For all these reasons, it is vital that Moscow play an active role in Moldova (keeping in mind the Transnistria issue), i.e., it must interact with various political forces in that country. However, the Moldovan political field today is highly volatile, with new platforms and groups appearing all the time. However, even taking into account the loyalty of the Socialists and the supporters of the populist politician Renato Usatii, Moscow should not take a one-dimensional view of the situation. This way, it will avoid the mistakes that were made in assessing former Ukrainian President Viktor Yanukovych (he was mistakenly seen as “pro-Russian”).

With regard to Transnistria, in consideration of growing economic difficulties, Russia should identify, together with the PMR leadership, the spheres of possible interaction with the European Union and the spheres in which such interaction is premature or unacceptable. It is also necessary to optimize the format of economic aid to the republic.

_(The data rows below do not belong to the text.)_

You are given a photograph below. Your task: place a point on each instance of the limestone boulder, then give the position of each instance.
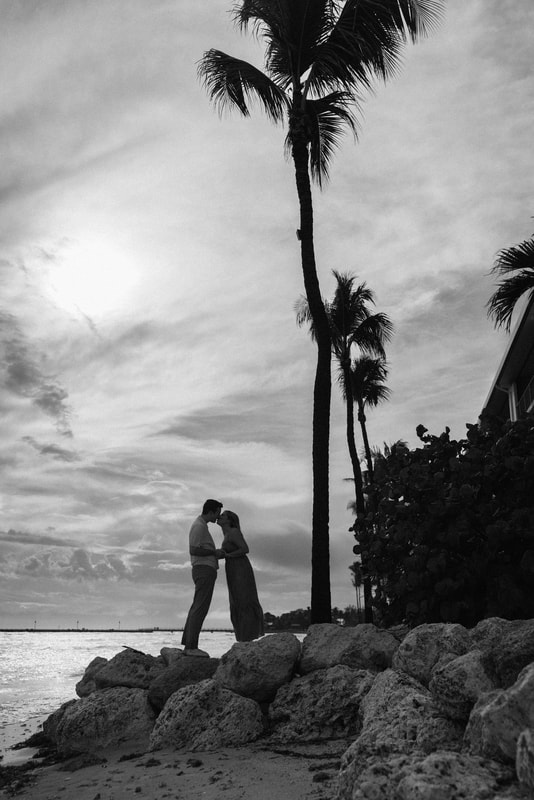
(442, 775)
(129, 668)
(457, 684)
(171, 655)
(507, 646)
(206, 716)
(399, 717)
(524, 761)
(258, 669)
(361, 647)
(183, 671)
(513, 652)
(321, 705)
(107, 719)
(499, 717)
(87, 683)
(488, 633)
(428, 644)
(51, 723)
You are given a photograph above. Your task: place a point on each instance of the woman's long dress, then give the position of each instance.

Failure to do that, in addition to the mounting migration problem and the fatigue caused by the persistent economic crisis may lead to a more critical perception of Russia’s role in the region.

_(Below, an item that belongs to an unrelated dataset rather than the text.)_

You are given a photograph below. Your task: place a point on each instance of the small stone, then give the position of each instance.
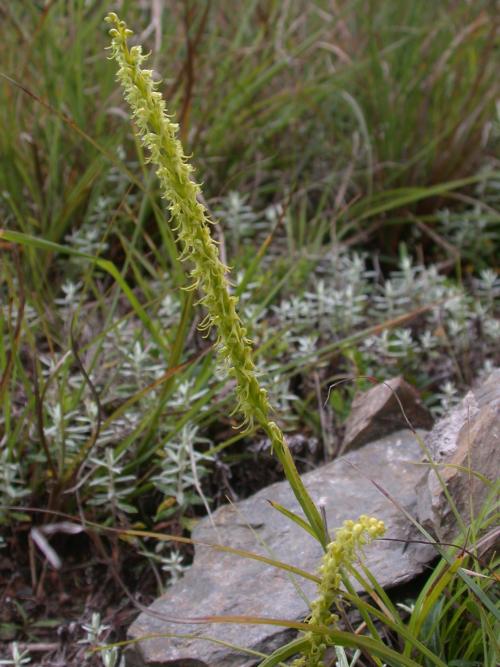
(465, 445)
(377, 412)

With regard to Ukraine, much would depend not on the PMR factor but on the settlement of the Donbass conflict. A “freezing” of the conflict in South-Eastern Ukraine would ease tensions on the de facto border between Ukraine and Transnistria.

Development in Donbass would go a long way in determining the attitude of Russia and the West to the settlement of Transnistria. In that regard, it is highly important to preserve the “5+2” format and maintain the negotiation process, even if it does not yield tangible results in the near future.

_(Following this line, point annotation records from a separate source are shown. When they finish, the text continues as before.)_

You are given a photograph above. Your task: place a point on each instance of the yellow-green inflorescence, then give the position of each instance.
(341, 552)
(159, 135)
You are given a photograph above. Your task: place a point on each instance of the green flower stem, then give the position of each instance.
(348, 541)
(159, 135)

One of the most important issues is the problem of economic cooperation between Russia and Transnistria, as well as between the Eurasian Economic Union and Transnistria. The Transnistrian economy is in dire straits. The pricing policy of previous governments had mostly negative consequences, which persist into the present. And, according to the project, the government’s budget deficit is greater than 1 billion roubles. The preferential trade regime is not a panacea, however. It is, of course, an important measure for minimizing the crisis that has taken hold of Transnistria. In the short and medium term, this economic vector does not weaken the political orientation towards Moscow. In the long term, should relations between Moscow and the West normalize and cooperation in the 5+2 format continue, then an economy that is oriented towards both the East and the West could have a big hand in transforming the region into one of cooperation.

More than political will is needed to build such a configuration, however. Comprehensive work to correct the mistakes that were inherent in economic relations between Transnistria and Russia is also required. Industrial cooperation needs to be developed – production that is based on those sectors of Transnistrian industry and agriculture whose products may be in demand in Russia, particularly in terms of import substitution. With limited investment opportunities because of the economic crisis and the sanctions regime, it is important to develop direct cash infusions, build up industrial cooperation (primarily at the international level) and set up joint ventures— Russian economic agents with a high degree of involvement from the Transnistrian side. This means that Transnistria must ensure that the policies of various government branches are coordinated with regard to finding a way out of the financial crisis, raise the quality of economists in the country significantly, and implement policies to support exporters, on whom the welfare of the republic depends to a significant extent.